Brian Dyson, former CEO of Coca-Cola, first shared this analogy in a commencement speech for Georgia Tech Institute on September 6, 1991. The five-balls-of-life idea is as relevant today as it was when he first spoke of it to his audience. Here’s an excerpt of his speech:
“Imagine life as a game in which you are juggling some five balls in the air. You name them work, family, health, friends, and spirit. And you’re keeping all of these in the air. You will soon understand that work is a rubber ball. If you drop it, it will bounce back. But the other four balls—family, health, friends, and spirit—are made of glass. If you drop one of these, they will be irrevocably scuffed, marked, nicked, damaged, or even shattered. They will never be the same. You must understand that and strive for balance in your life.”

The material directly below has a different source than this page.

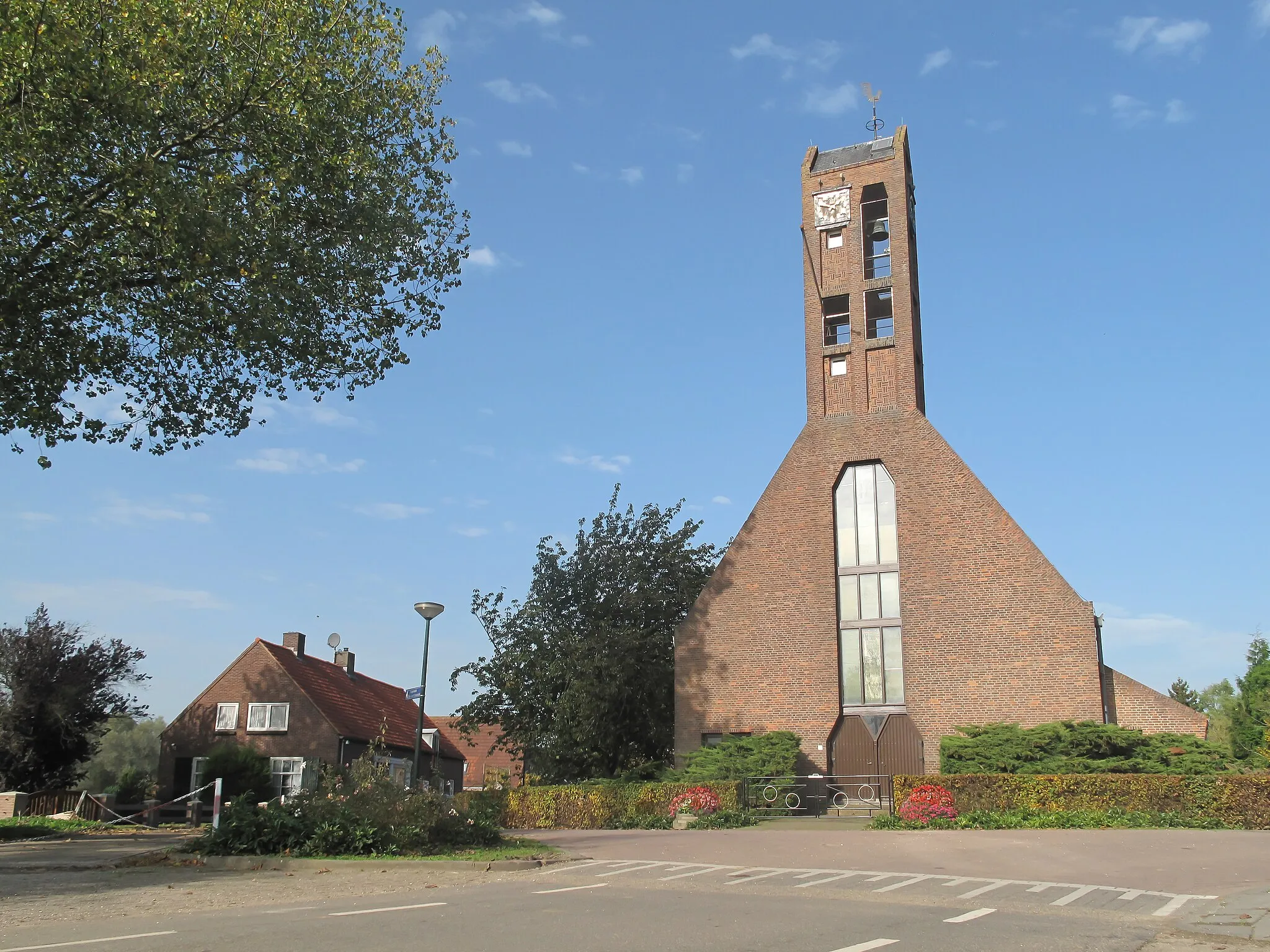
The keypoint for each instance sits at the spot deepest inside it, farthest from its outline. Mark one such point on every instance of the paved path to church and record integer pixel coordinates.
(1204, 862)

Deciding which balls you keep juggling in the air is a great visual and technique to help you quickly distill what’s important when it comes to work-life choices—a concept that’s undergone even greater scrutiny, thanks to the better part of the last two years.
As I stepped away from an eleven-year tenure, overseeing thirty thousand employees and $18 billion in revenue, that stark transition caused me to reevaluate what my priorities were and really always have been. While I don’t have a juggling analogy like Dyson, the way I lock on to my destination is by focusing on my WHY with three pillars:
The first pillar is family
Helping my wife and son live their best lives and reach their fullest potential is the best gift that I can think of giving them. My wife and I are pouring into our son all that we’ve learned from one another and our respective journeys. Our hope is that he benefits from observing how we show resilience in the face of heartache and bumps along the road.
The second pillar is career
I’m in my dream job today. My role as special counsel to the CEO at Comcast is one where I still get to impact others. I love to motivate teams and influence others on critical issues. Whether it’s at Comcast or with the boards that I serve on, I’ve learned that nothing happens unless someone feels something. I want to teach others what my mentors taught me: make it fun, fair, and fulfilling.
The third pillar is service
So much was given to me as I was maturing and growing as a human being and later on from mentors in my life. It would be against everything that I believe if I didn’t pay it forward. Giving back, mentoring others, sharing my journey from the projects to the president, and providing community service are a few of the ways I’m coming full circle.
Whether it’s juggling glass and rubber balls or looking at your life as pillars, find an analogy that is meaningful to you and is “sticky” or not easily forgotten. Malcolm Gladwell popularized “stickiness” in The Tipping Point as a way to explain an idea that is memorable. His definition applies here. Having quick recall of your analogy helps when you need to make frequent but often important decisions that impact your focus on the journey. If you have a sticky visual or prompt that keeps you aligned with your goals, tell me about it. I’d love to hear your story.